ICML Workshop (2025)
Yongjae Shin, Jeonghye Kim, Whiyoung Jung, Sunghoon Hong, Deunsol Yoon, Youngsoo Jang, Geon-Hyeong Kim, Jongseong Chae(KAIST), Youngchul Sung(KAIST), Kanghoon Lee, Woohyung Lim
Abstract
Reinforcement Learning (RL) has achieved notable success in tasks requiring complex decision making, with offline RL offering the ability to train agents using fixed datasets, thereby avoiding the risks and costs associated with online interactions. However, offline RL is inherently limited by the quality of the dataset, which can restrict an agent’s performance.
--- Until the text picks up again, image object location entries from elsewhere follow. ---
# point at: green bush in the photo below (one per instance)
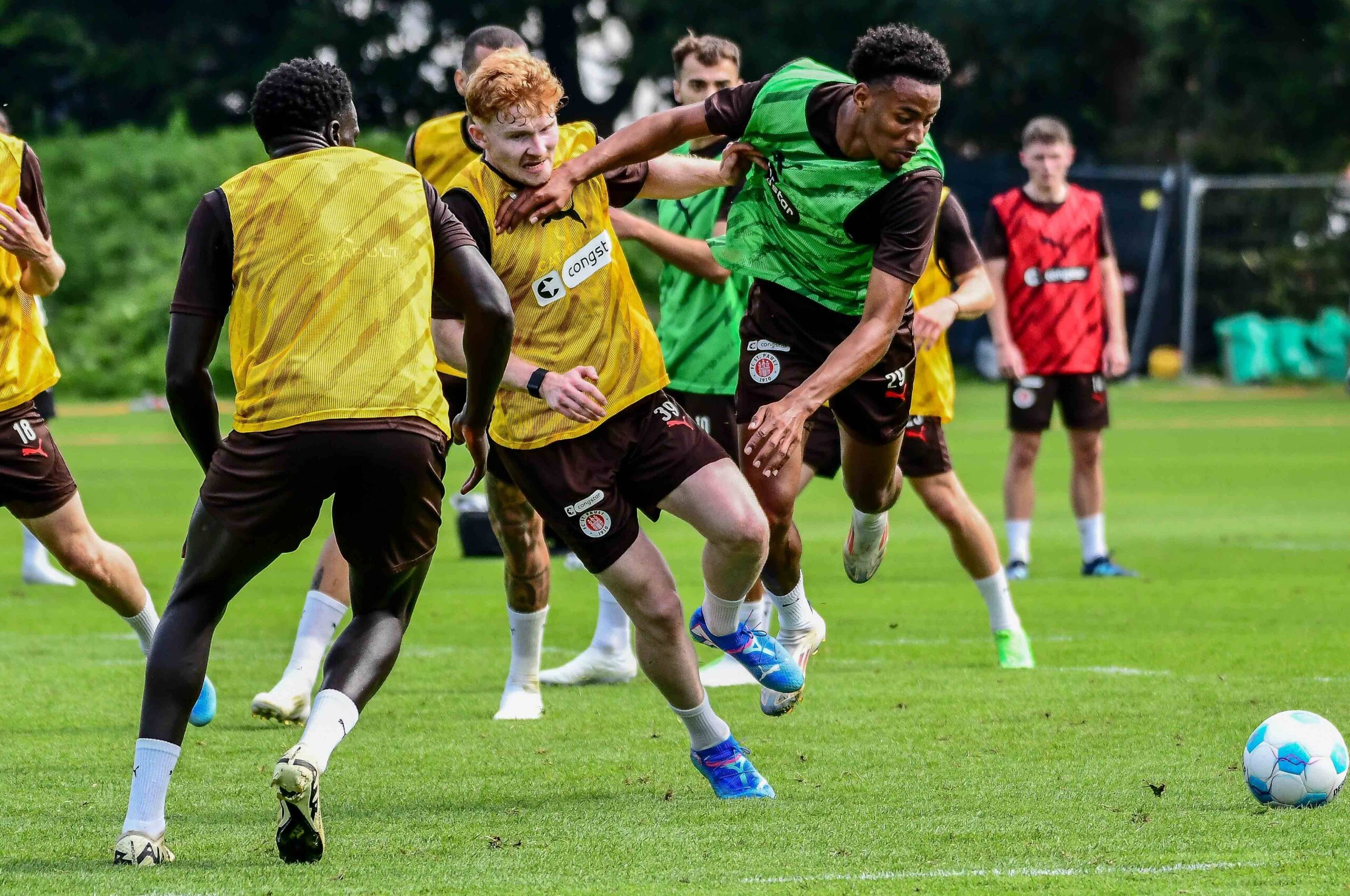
(119, 204)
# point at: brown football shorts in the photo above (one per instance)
(715, 415)
(589, 489)
(924, 450)
(786, 338)
(34, 478)
(1082, 399)
(385, 477)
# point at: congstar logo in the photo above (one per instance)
(773, 175)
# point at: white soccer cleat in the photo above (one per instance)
(281, 705)
(42, 573)
(520, 704)
(802, 645)
(300, 825)
(726, 672)
(863, 551)
(138, 848)
(593, 667)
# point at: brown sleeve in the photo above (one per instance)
(956, 250)
(728, 111)
(625, 184)
(447, 234)
(206, 278)
(994, 240)
(909, 215)
(1106, 246)
(32, 192)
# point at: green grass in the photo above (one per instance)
(913, 757)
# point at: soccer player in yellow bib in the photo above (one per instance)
(438, 149)
(955, 285)
(584, 426)
(338, 271)
(35, 485)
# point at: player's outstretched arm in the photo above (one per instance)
(777, 428)
(573, 394)
(1115, 355)
(485, 344)
(972, 297)
(192, 397)
(642, 141)
(42, 267)
(685, 253)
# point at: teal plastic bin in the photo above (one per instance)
(1248, 344)
(1330, 341)
(1291, 349)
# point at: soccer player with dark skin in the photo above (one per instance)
(836, 230)
(438, 149)
(339, 271)
(1059, 327)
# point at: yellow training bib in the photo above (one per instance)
(934, 381)
(333, 271)
(574, 297)
(27, 365)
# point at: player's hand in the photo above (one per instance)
(1010, 362)
(474, 438)
(932, 322)
(775, 432)
(625, 225)
(738, 160)
(575, 394)
(535, 203)
(1115, 359)
(21, 235)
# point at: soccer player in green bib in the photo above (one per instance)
(835, 228)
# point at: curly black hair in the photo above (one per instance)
(890, 50)
(302, 95)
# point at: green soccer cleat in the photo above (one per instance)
(1014, 650)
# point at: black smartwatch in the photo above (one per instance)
(536, 380)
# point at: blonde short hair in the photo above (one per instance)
(512, 84)
(1045, 129)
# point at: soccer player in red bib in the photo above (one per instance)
(1059, 325)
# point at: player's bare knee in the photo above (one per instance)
(83, 558)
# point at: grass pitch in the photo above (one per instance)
(914, 763)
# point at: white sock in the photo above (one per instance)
(794, 610)
(333, 718)
(150, 774)
(1020, 540)
(143, 624)
(613, 631)
(755, 616)
(999, 602)
(1093, 536)
(870, 523)
(527, 645)
(720, 616)
(317, 622)
(705, 728)
(33, 551)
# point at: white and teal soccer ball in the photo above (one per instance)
(1295, 759)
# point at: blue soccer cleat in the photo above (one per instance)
(1105, 569)
(731, 774)
(762, 656)
(204, 709)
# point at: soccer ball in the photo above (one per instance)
(1295, 759)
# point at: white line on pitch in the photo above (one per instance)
(1008, 872)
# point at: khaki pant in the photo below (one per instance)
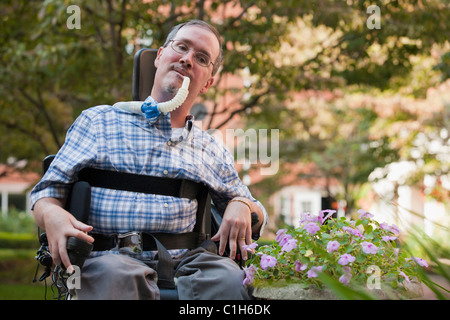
(200, 275)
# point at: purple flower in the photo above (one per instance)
(311, 227)
(369, 247)
(251, 247)
(345, 278)
(332, 246)
(321, 213)
(267, 262)
(249, 275)
(289, 245)
(392, 228)
(313, 272)
(346, 259)
(280, 235)
(353, 231)
(388, 238)
(419, 261)
(285, 239)
(300, 266)
(365, 214)
(404, 276)
(308, 217)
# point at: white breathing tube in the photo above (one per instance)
(152, 108)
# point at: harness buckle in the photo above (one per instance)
(130, 242)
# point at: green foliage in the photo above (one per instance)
(50, 73)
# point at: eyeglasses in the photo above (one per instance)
(182, 48)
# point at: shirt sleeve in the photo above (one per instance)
(78, 151)
(231, 187)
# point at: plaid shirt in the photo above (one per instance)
(107, 137)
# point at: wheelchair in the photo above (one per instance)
(208, 219)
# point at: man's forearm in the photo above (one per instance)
(43, 206)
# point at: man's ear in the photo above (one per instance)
(158, 55)
(208, 84)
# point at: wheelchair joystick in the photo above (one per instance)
(77, 249)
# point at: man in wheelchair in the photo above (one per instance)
(167, 146)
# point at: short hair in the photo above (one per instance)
(202, 24)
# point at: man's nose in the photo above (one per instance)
(188, 59)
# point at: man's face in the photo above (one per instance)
(172, 66)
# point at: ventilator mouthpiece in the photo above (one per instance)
(153, 109)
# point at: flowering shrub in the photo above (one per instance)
(345, 250)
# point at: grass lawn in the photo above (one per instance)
(14, 291)
(17, 268)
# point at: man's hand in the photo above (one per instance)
(236, 227)
(59, 225)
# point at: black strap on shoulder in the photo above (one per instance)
(139, 183)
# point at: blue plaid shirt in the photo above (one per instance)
(107, 137)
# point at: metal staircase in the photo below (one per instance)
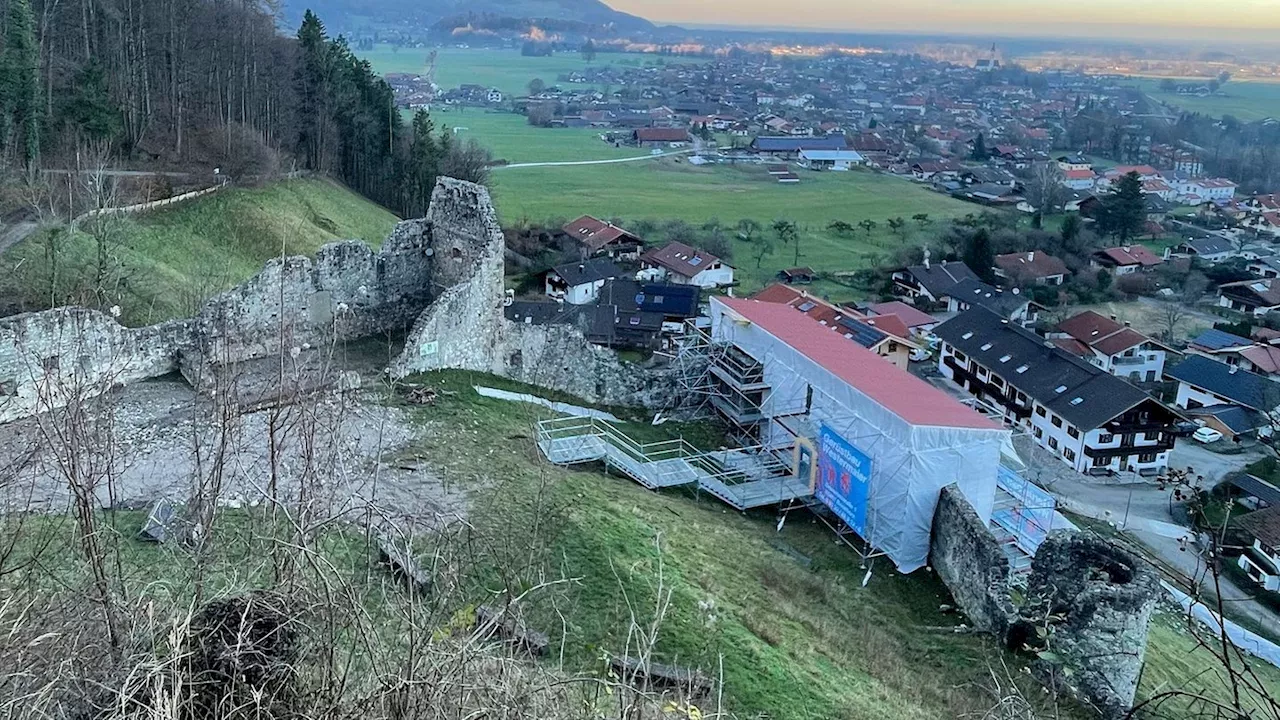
(743, 478)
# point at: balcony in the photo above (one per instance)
(983, 390)
(739, 369)
(1109, 452)
(1136, 360)
(737, 409)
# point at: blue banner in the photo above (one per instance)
(844, 479)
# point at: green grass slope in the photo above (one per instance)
(782, 614)
(662, 190)
(1244, 99)
(164, 264)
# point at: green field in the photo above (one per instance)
(668, 188)
(165, 263)
(1246, 100)
(510, 137)
(506, 69)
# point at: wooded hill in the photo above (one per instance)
(192, 85)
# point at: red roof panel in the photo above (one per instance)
(906, 396)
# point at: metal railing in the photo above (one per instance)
(653, 464)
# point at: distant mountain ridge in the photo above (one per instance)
(346, 14)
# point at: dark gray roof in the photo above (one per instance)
(1237, 419)
(941, 277)
(588, 270)
(1225, 381)
(786, 144)
(1211, 245)
(1258, 488)
(982, 295)
(1083, 395)
(1220, 340)
(540, 313)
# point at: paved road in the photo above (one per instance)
(1143, 511)
(16, 233)
(615, 162)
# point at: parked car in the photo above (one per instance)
(1207, 436)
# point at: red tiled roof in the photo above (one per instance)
(903, 393)
(597, 233)
(910, 317)
(679, 258)
(1033, 264)
(662, 135)
(1132, 255)
(1105, 335)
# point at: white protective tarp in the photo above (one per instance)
(910, 464)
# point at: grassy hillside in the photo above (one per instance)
(1246, 100)
(782, 611)
(506, 69)
(668, 188)
(164, 264)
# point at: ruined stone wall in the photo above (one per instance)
(440, 276)
(969, 560)
(1105, 596)
(71, 352)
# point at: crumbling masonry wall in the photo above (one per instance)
(1088, 604)
(350, 291)
(969, 560)
(465, 328)
(48, 359)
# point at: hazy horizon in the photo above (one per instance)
(1146, 19)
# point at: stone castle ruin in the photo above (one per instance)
(439, 277)
(1087, 604)
(440, 281)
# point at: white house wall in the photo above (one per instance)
(910, 464)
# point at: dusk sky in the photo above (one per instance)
(987, 17)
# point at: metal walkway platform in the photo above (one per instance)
(743, 478)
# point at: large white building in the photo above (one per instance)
(681, 264)
(1084, 415)
(1111, 346)
(882, 442)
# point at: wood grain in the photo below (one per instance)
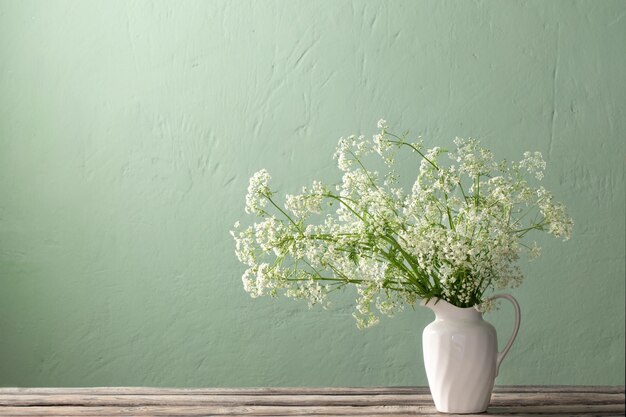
(374, 401)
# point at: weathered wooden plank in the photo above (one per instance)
(220, 411)
(293, 399)
(598, 410)
(293, 390)
(217, 391)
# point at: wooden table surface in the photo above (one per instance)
(398, 401)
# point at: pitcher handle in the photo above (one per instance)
(502, 354)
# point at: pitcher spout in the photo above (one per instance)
(444, 310)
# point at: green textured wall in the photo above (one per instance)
(128, 131)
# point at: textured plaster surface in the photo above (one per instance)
(128, 131)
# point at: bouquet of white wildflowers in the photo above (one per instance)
(456, 235)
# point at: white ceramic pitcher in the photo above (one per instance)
(461, 356)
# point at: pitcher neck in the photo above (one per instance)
(445, 311)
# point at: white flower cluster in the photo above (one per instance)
(457, 235)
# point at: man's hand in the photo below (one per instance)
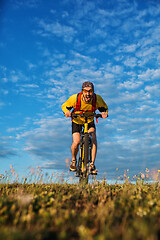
(68, 114)
(104, 115)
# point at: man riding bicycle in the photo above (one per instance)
(88, 101)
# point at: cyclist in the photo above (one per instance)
(88, 101)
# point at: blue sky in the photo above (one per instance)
(48, 49)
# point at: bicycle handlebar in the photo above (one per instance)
(74, 115)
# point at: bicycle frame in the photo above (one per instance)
(85, 153)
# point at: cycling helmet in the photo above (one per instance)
(87, 84)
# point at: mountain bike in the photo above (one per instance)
(85, 152)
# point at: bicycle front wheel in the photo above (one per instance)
(85, 165)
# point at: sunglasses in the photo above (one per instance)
(87, 91)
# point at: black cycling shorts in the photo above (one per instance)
(78, 127)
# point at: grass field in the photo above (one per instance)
(70, 211)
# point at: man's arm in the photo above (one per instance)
(102, 107)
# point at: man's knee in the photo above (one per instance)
(76, 142)
(76, 139)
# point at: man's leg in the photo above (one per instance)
(94, 143)
(75, 145)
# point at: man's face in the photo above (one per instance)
(87, 93)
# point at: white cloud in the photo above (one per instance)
(149, 75)
(60, 30)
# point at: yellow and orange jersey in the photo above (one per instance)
(71, 104)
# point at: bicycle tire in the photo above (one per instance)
(86, 159)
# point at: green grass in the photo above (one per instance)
(70, 211)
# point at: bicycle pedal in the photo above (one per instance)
(76, 174)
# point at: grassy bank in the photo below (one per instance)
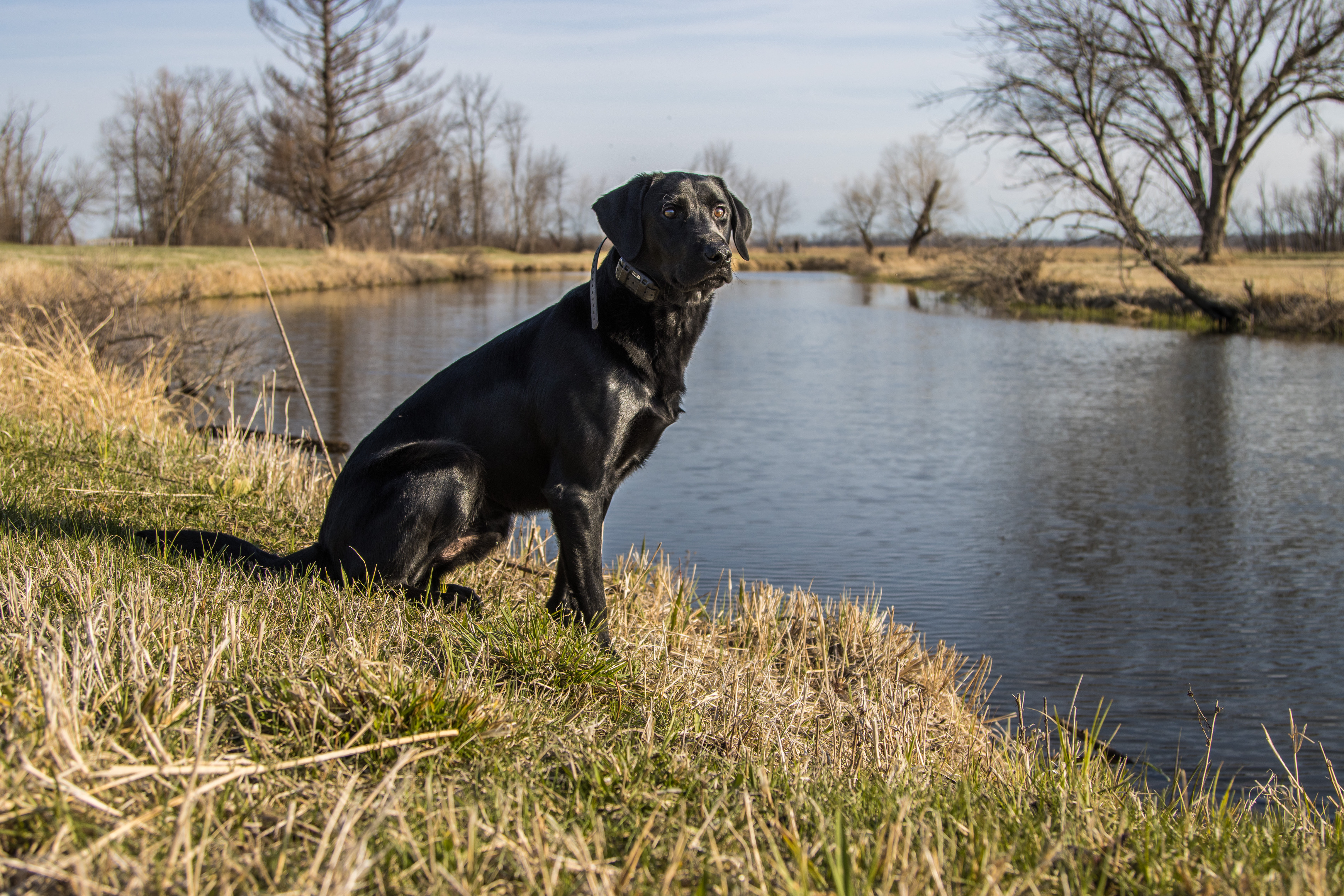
(175, 726)
(158, 272)
(1302, 294)
(1284, 295)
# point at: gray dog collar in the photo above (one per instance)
(635, 281)
(627, 276)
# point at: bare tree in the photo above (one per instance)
(542, 185)
(1129, 105)
(514, 132)
(859, 206)
(476, 104)
(924, 187)
(37, 203)
(776, 209)
(355, 128)
(178, 144)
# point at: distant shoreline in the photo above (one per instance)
(1295, 294)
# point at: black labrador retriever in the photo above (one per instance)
(552, 414)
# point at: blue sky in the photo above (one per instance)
(809, 92)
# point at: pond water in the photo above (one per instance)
(1150, 512)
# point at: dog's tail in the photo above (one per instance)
(202, 545)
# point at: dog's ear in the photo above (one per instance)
(620, 214)
(741, 224)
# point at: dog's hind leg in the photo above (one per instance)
(408, 512)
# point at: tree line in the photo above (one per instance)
(350, 144)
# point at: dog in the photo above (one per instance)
(550, 416)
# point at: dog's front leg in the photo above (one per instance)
(577, 516)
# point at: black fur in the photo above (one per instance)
(548, 416)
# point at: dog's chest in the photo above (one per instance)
(640, 438)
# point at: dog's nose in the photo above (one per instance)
(717, 255)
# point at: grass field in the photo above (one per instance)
(158, 272)
(176, 726)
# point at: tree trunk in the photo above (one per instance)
(924, 225)
(1213, 237)
(1225, 314)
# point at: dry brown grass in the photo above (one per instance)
(158, 273)
(1108, 270)
(178, 726)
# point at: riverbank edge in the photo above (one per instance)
(1005, 284)
(155, 275)
(787, 746)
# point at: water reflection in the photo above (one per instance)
(1152, 511)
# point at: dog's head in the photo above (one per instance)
(675, 227)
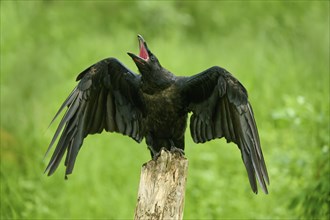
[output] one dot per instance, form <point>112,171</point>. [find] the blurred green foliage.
<point>278,49</point>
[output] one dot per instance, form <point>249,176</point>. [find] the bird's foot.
<point>157,154</point>
<point>176,150</point>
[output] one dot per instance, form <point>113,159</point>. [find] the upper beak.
<point>143,56</point>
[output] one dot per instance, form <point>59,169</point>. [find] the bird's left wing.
<point>220,108</point>
<point>106,98</point>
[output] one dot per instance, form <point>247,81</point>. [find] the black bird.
<point>155,105</point>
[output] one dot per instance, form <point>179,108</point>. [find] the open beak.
<point>143,56</point>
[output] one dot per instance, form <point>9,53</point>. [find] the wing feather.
<point>226,103</point>
<point>105,98</point>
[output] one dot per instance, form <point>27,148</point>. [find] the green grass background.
<point>278,49</point>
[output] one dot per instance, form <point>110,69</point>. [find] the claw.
<point>157,154</point>
<point>176,150</point>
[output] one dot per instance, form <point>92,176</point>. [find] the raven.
<point>154,105</point>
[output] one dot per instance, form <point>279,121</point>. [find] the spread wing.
<point>220,107</point>
<point>106,97</point>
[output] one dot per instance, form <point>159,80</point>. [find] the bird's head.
<point>145,61</point>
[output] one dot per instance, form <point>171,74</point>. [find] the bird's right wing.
<point>106,97</point>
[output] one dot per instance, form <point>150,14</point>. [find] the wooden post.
<point>162,188</point>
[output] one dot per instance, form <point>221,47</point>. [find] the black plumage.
<point>154,105</point>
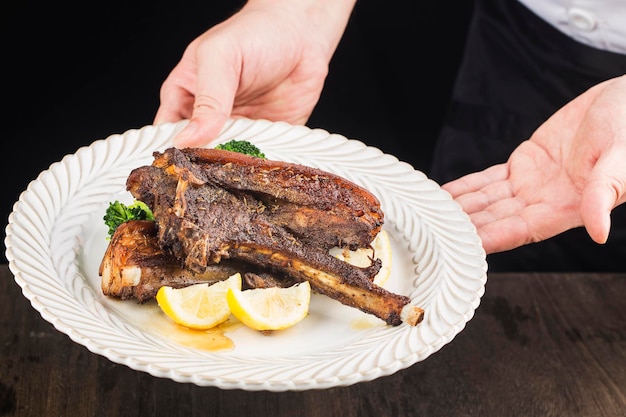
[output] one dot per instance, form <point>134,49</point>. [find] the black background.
<point>73,75</point>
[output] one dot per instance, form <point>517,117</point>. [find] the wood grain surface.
<point>539,345</point>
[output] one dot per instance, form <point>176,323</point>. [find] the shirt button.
<point>581,19</point>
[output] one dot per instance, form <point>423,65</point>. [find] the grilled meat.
<point>134,266</point>
<point>212,206</point>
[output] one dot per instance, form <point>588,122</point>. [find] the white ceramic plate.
<point>55,240</point>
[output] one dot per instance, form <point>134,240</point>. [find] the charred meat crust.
<point>212,206</point>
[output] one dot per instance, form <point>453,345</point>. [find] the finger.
<point>508,207</point>
<point>176,104</point>
<point>486,198</point>
<point>604,190</point>
<point>503,235</point>
<point>477,180</point>
<point>598,199</point>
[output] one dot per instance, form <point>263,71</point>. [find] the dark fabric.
<point>518,70</point>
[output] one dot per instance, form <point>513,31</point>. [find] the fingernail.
<point>183,138</point>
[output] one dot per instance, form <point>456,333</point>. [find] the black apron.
<point>518,70</point>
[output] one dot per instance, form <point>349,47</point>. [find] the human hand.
<point>267,61</point>
<point>570,173</point>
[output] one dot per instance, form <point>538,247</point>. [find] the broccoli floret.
<point>241,146</point>
<point>118,213</point>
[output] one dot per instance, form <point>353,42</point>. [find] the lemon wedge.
<point>270,308</point>
<point>362,257</point>
<point>198,306</point>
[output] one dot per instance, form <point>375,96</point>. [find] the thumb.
<point>603,191</point>
<point>216,86</point>
<point>598,199</point>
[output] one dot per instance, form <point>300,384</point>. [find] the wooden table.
<point>539,345</point>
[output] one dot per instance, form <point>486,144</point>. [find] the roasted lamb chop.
<point>214,207</point>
Offline-to-online RL aims to bridge the gap between the cost-efficiency of offline RL and the performance potential of online RL by pre-training an agent offline before fine-tuning it through online interactions. Despite its promise, recent studies show that offline pre-trained agents often underperform during online fine-tuning due to inaccurate value function, with random initialization proving more effective in certain cases. In this work, we propose a novel method, Online Pre-Training for Offline-to-Online RL (OPT), to address the issue of inaccurate value estimation in offline pre-trained agents. OPT introduces a new learning phase, Online Pre-Training, which allows the training of a new value function that enhances the subsequent fine-tuning process. Implementation of OPT on TD3 and SPOT demonstrates an average 30% improvement in performance across D4RL environments, such as MuJoCo, Antmaze, and Adroit.